Other fermented vegetables, such as peppers, cauliflower, and green tomatoes, are also produced, but these are not nearly as popular (at least in the West).There are also many acidified or pickled vegetable products that are made by adding mixtures of vinegar, salt, and flavoring materials to fresh vegetables. In fact, most of the pickle products consumed in the United States are not fermented, but rather are simply "pickled" by packing fresh cucumbers in vinegar or salt brines (discussed later). Likewise, most of the olives consumed in the United States are similarly produced.
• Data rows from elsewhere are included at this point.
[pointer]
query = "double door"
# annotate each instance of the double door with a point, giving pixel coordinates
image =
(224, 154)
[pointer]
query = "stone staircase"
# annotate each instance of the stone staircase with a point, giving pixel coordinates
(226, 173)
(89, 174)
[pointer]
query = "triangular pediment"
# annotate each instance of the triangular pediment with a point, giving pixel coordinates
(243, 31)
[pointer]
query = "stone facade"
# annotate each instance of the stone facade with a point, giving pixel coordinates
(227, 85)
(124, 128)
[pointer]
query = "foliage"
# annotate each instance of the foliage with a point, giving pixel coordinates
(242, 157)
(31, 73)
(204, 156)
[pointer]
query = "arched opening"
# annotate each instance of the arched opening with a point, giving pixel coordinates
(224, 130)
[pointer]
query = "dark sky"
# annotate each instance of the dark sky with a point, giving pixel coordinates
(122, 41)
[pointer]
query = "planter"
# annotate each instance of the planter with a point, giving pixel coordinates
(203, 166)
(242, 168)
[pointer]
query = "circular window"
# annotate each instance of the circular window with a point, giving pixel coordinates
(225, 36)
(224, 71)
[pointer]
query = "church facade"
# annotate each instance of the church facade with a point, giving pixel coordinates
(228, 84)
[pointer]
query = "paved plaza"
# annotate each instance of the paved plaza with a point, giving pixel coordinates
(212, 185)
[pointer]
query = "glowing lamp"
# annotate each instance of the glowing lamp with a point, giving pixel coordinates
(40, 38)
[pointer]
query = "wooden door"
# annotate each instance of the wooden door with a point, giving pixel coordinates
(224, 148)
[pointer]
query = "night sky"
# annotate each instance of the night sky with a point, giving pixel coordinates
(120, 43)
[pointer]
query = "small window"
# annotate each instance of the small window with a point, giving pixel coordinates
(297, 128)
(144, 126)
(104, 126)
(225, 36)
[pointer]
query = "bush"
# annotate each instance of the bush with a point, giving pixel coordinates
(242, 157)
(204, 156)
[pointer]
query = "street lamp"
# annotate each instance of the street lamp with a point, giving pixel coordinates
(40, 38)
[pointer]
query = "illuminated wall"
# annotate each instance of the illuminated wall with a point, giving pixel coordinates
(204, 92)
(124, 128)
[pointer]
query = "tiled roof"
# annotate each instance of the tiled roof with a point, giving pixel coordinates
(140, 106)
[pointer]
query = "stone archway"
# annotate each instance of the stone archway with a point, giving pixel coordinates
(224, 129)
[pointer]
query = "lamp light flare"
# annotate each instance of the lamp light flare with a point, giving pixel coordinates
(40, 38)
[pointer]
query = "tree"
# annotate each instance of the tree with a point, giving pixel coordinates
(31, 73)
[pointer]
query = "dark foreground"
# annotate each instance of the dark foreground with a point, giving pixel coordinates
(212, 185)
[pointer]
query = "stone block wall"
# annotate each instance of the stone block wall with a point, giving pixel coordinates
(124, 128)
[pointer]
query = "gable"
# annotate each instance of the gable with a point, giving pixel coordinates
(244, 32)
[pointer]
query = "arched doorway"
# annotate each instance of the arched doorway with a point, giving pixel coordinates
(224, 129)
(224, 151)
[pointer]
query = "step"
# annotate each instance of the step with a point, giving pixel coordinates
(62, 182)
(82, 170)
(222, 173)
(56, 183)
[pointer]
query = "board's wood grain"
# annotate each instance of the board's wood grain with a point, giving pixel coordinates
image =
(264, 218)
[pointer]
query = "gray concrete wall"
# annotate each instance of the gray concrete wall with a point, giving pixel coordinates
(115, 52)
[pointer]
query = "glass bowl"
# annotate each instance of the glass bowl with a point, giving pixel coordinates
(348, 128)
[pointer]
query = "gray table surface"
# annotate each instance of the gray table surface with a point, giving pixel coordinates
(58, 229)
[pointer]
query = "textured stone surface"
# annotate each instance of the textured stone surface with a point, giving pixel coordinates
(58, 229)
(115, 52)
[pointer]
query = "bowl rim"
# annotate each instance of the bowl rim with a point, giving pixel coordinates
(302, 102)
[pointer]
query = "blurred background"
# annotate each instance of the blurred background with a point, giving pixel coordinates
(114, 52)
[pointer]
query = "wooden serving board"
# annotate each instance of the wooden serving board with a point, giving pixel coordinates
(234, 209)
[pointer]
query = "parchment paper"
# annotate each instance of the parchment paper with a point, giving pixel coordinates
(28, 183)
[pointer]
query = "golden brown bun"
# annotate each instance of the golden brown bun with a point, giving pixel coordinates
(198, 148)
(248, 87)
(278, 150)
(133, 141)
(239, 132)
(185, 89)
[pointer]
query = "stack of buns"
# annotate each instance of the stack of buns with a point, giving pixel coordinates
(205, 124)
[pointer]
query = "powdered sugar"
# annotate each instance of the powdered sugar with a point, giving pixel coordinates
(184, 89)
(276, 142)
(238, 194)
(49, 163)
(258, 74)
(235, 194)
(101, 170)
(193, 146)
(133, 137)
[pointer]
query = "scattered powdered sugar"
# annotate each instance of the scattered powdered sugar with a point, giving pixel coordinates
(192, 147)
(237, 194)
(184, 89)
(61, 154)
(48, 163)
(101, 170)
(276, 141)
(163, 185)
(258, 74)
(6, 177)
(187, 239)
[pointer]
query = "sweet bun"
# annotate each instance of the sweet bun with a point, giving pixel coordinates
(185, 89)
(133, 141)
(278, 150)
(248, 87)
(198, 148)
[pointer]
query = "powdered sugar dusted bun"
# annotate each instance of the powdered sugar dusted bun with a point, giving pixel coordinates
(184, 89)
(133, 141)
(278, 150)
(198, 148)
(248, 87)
Although more than 800 million Kg of fermented vegetables are produced annually in the United States, on a per capita basis, Americans are not particularly heavy consumers of fermented vegetables. In the United States, per capita consumption of sauerkraut for the past ten years has averaged about 0.6 Kg. Another 0.5 Kg of olives are also consumed. Although per capita U.S. consumption of pickles is somewhat higher, at about 4 Kg, less than half of those pickles are of the fermented variety. In contrast, Germans eat about 1.8 Kg of sauerkraut per person per year, and Syrians eat nearly 6 Kg of fermented olives. Remarkably, Koreans consume more than 43 Kg per year of kimchi (or 120 g per day!).